Perl like regex in Python

2020-08-17 06:35发布

In Perl I would do something like this for taking different fields in a regexp, separating different fields by () and getting them using $

foreach $line (@lines)
{
 $line =~ m/(.*?):([^-]*)-(.*)/;
  $field_1 = $1
  $field_2 = $2
  $field_3 = $3
}

How could I do something like this in Python?

5条回答
霸刀☆藐视天下
2楼-- · 2020-08-17 06:42

In Perl, you'd be much better off using an array than suffixing a bunch of scalars with numbers. E.g.

foreach my $line ( @lines ) { 
    my @matches = ( $line =~ m/(.*?):([^-]*)-(.*)/ );
    ...
}

In Python, the re module returns a match object containing the capture-group information.
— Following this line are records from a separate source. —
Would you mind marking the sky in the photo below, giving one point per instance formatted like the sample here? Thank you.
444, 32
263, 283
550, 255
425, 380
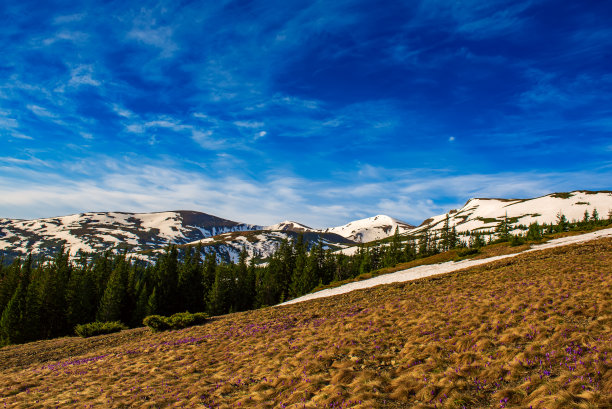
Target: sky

So you could write:

match = re.search( '(.*?):([^-]*)-(.*)', line )

Then your matches would be available in match.group(1), match.group(2), etc.

查看更多
神经病院院长
3楼-- · 2020-08-17 06:43

"Canonical" Python translation of your snippet...:

import re

myre = re.compile(r'(.*?):([^-]*)-(.*)')
for line in lines:
    mo = myre.search(line)
    field_1, field_2, field_3 = mo.groups()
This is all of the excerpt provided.